This project implement neural based classifiers for gender classification from audio files
RNN models and CNN models are implemented and compared
Requirements needed can be found in requirements.txt
It is recommended to set up a new Anaconda environment or python virtual env and install the required requirements.
For training and validation, We have used TIMIT dataset and the 100 hr subset of LibriSpeech Dataset.
To Download The data:
- TIMIT: https://goo.gl/l0sPwz
- 100 hr Subset LibriSpeech: https://www.openslr.org/resources/12/train-clean-100.tar.gz
Mel-frequency cepstrum (MFCCs) are calculated for each frame of the data audio files
To extract mfcc files, modify the Datasets paths and mfccs_path in config.json
Output Mfccs will be saved in "mfccs_path"

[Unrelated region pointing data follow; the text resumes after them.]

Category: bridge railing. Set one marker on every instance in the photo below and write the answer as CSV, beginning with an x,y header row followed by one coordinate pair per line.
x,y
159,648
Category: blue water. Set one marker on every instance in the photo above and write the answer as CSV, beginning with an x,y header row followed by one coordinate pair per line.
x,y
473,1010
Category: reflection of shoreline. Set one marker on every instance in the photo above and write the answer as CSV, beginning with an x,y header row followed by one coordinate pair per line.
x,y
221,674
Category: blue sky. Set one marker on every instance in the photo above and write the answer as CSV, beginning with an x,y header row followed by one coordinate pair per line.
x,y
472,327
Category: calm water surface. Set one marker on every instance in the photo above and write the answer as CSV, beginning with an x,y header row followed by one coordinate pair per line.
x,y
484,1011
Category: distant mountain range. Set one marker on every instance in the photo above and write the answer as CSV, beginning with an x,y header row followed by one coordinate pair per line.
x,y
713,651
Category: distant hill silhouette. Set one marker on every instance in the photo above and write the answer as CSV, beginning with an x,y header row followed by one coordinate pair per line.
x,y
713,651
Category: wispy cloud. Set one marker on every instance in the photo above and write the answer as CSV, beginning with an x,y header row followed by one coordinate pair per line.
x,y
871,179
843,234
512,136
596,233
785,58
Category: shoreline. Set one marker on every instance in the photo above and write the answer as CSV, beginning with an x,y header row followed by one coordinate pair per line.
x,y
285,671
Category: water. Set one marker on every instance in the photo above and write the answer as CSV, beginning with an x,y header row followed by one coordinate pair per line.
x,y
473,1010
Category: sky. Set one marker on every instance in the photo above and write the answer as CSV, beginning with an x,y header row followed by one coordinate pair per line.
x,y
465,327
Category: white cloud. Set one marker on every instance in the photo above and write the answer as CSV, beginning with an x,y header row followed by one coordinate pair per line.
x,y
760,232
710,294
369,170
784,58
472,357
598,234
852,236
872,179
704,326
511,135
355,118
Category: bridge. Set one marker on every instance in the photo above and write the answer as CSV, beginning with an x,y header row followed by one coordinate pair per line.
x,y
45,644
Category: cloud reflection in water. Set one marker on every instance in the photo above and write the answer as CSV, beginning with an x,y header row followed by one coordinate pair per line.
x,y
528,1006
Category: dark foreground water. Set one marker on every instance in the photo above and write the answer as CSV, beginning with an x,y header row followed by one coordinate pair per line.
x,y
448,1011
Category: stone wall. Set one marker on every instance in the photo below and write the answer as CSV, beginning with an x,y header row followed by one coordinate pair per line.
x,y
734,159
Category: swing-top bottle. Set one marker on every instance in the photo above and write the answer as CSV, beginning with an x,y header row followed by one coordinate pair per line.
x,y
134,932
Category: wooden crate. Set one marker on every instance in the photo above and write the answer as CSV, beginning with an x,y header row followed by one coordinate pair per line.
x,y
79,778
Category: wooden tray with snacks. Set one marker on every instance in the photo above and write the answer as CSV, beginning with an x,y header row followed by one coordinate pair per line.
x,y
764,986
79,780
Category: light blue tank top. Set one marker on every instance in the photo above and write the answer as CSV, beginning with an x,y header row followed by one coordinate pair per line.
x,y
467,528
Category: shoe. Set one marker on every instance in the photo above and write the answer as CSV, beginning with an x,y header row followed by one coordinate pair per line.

Then run the command python train.py
It is expected for the paths to be passed to be structured as follow
.
├── ...
└─archive ##TIMIT_path
├── PHONCODE.DOC
├── PROMPTS.TXT
├── README.DOC
├── SPKRINFO.TXT
├── SPKRSENT.TXT
├── test_data.csv
├── TESTSET.DOC
├── TIMITDIC.DOC
├── TIMITDIC.TXT
├── train_data.csv
└── data
├── TEST
└── TRAIN
...
.
└─── LibriSpeech #LibriSpeech Path
├──BOOKS.TXT
├──CHAPTERS.TXT
├──LICENSE.TXT
├──README.TXT
├──SPEAKERS.TXT
└──train-clean-100 ...
Modify the needed hyper parameters in config.json
file, you can modify files Sampling Rate, Learning Rate, Number of epochs, and other parameters
You can also choose the model type RNN or CNN by setting the parameter network_type
This is an example of config.json
{
"out_path": "out/",
"mfccs_path": "/data/datasets/mfccs",
"TIMIT_path" : "/data/datasets/archive",
"LIBRI_path" : "/data/datasets/train-clean-100/LibriSpeech",
"test_model_path" : "/data/gender_classifier/out/CNN_model_3800Steps.pt",
"SR" : 16000,
"n_mfccs" : 20,
"max_mfcc_len" : 250,
"batch_size": 64,
"data_shuffle": true,
"train_percent": 0.8,
"test_percent": 0.1,
"val_percent": 0.1,
"network_type": "CNN",
"learning_rate": 0.001,
"max_epochs": 100,
"log_interval": 10,
"save_checkpoint_path" : "out/",
"save_checkpoint_interval" : 200
}
You can run training by running the script python train.py
Output to monitor losses and accuracies will be written in the terminal, and a tensorboard log out will be saved in out_path
you can run python evaluate.py
to evaluate and calculate the prediction metrics for the model on test set.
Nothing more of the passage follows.